The Ingress Venn

This is intended to give ~~a brief~~ an overview of how to serve and consume traffic safely. Most of these components are abstracted away from you, so you’ll seldom get the full picture without a deep dive here or there.

Components of Ingress

On the public internet, there are three main problems when getting traffic to your site or service. They are a) figuring out where on the internet that service is, b) ensuring traffic to/from the service was not tampered with, and c) verifying that you’re actually talking to the correct service. Otherwise put:

Discovering and reaching a service
Establishing a secure connection to the service
Service identity verification

Discovering and reaching a service

How do we know where our service lives?

There are a few solutions to this, a pretty common one is DNS. Domain Name Servers form a distributed key value store which maps domain names to IP addresses. There are different kinds of records, but loosely speaking they all are to accomplish this same goal. dig is a command line utility for DNS lookup, here it used to show which IP addresses we should expect to find the service dns.google.com.

$ dig dns.google.com  
  
; <<>> DiG 9.18.28-1~deb12u2-Debian <<>> dns.google.com  
;; global options: +cmd  
;; Got answer:  
;; ->>HEADER<<- opcode: QUERY, status: NOERROR, id: 3525  
;; flags: qr rd ra; QUERY: 1, ANSWER: 2, AUTHORITY: 0, ADDITIONAL: 1  
  
;; OPT PSEUDOSECTION:  
; EDNS: version: 0, flags:; udp: 512  
;; QUESTION SECTION:  
;dns.google.com.                        IN      A  
  
;; ANSWER SECTION:  
dns.google.com.         647     IN      A       8.8.4.4  
dns.google.com.         647     IN      A       8.8.8.8  
  
;; Query time: 12 msec  
;; SERVER: 192.168.1.1#53(192.168.1.1) (UDP)  
;; WHEN: Tue Oct 29 08:39:56 MDT 2024  
;; MSG SIZE  rcvd: 75

Here you can see that dns.google.com resolves to both 8.8.8.8 and 8.8.4.4.

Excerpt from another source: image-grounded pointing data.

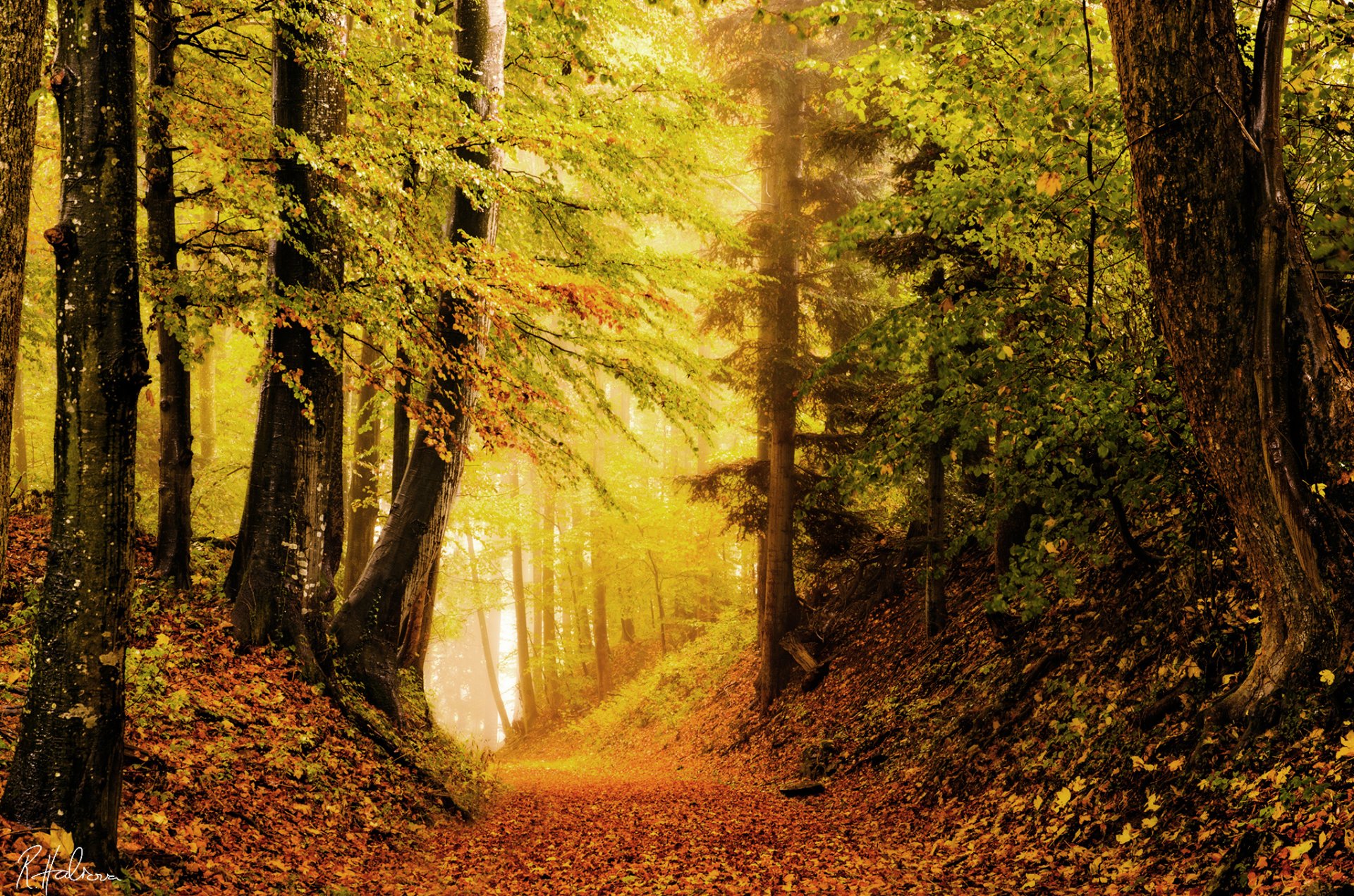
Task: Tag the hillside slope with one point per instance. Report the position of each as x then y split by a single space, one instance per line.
240 778
1068 756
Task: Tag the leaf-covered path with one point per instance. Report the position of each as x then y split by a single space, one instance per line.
556 831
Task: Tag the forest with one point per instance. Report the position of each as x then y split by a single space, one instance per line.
677 447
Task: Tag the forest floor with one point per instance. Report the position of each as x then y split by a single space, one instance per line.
1070 760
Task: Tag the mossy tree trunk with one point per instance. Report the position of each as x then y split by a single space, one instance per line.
282 575
20 63
67 768
1267 386
393 589
175 531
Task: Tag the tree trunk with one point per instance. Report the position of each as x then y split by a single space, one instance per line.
400 434
175 531
602 644
20 61
369 625
493 670
207 405
67 768
519 600
783 154
549 643
659 600
362 485
20 441
936 613
417 632
282 575
491 658
1267 388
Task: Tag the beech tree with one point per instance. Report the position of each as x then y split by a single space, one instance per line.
391 593
175 531
291 532
362 484
20 61
67 768
783 172
1264 379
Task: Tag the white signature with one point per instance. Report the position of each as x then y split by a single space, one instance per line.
32 879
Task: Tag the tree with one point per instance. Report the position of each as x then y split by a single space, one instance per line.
1264 379
783 171
20 61
67 768
525 688
550 639
362 485
291 532
391 591
175 529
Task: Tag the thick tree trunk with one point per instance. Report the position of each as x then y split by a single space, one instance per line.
20 61
282 575
362 485
67 768
1268 390
781 194
393 587
417 632
175 531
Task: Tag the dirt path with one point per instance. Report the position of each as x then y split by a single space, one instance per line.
571 833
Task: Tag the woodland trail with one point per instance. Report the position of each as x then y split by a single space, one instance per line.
557 831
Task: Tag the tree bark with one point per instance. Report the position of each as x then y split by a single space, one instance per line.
207 405
20 61
175 531
362 485
1267 388
67 768
390 589
20 440
282 575
783 161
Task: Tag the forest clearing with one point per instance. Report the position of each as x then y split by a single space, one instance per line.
677 447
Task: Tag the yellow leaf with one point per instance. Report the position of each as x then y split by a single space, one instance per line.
61 841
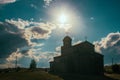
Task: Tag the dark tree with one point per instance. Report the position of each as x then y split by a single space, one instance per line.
33 64
115 68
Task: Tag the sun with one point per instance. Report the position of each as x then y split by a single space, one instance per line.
62 18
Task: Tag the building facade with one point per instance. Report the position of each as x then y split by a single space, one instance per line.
80 59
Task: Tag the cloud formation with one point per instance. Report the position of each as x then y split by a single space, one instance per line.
109 46
16 39
47 2
7 1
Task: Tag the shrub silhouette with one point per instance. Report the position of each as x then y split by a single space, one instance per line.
116 68
33 64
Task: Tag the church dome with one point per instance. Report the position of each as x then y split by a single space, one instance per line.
67 38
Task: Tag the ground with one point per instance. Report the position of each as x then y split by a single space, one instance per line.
36 75
42 75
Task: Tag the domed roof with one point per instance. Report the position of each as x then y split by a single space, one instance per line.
67 38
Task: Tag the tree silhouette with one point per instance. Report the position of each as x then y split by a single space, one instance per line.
115 68
33 64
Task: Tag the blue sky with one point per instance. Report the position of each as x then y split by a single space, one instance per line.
30 28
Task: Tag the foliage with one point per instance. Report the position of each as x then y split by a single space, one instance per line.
33 64
116 68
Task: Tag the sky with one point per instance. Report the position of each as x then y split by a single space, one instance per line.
32 29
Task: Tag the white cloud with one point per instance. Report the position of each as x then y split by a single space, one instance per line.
7 1
33 30
47 2
109 46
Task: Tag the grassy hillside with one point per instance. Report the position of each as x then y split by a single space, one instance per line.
37 75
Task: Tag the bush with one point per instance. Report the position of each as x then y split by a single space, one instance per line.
116 68
33 64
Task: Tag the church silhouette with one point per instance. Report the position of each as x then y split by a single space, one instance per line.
77 59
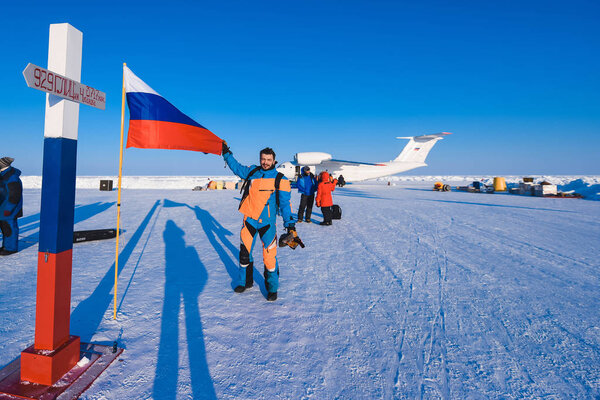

DNS will propagate information to each other. Each domain name registrar has a unique way of configuring records. It is bespoke and inane, but at least consuming them meets a spec.

Establishing a secure connection to the service

Great, so we know where the service lives. How do we connect to it securely? The internet is a dangerous place. With data moving about all willy-nilly, anyone can and inspect or (heaven forbid) change the data in your requests and responses (gasp!).

Side Quest: understanding HTTP and TCP

So there’s this thing called the OSI model. I’ll let you go read about it, or not. The two layers we’re primarily concerned with are Application and Transport. HTTP requests are made at the Application Layer, but moving the data happens at the Transport Layer.

Any time there’s something that feels Computer Science-y called a “model” then you can assuredly trust that it is closer to documentation than compiled code, and therefore less accurate as the Real Things You Interact With. Trust the landscape, not the map.

Requests made to http://example.com and https://example.com are both over HTTP, but are very different. That s is doing a lot of work and we need to understand where. While theoretical lectures are great, I prefer to write some programs to verify what’s happening as we explore it.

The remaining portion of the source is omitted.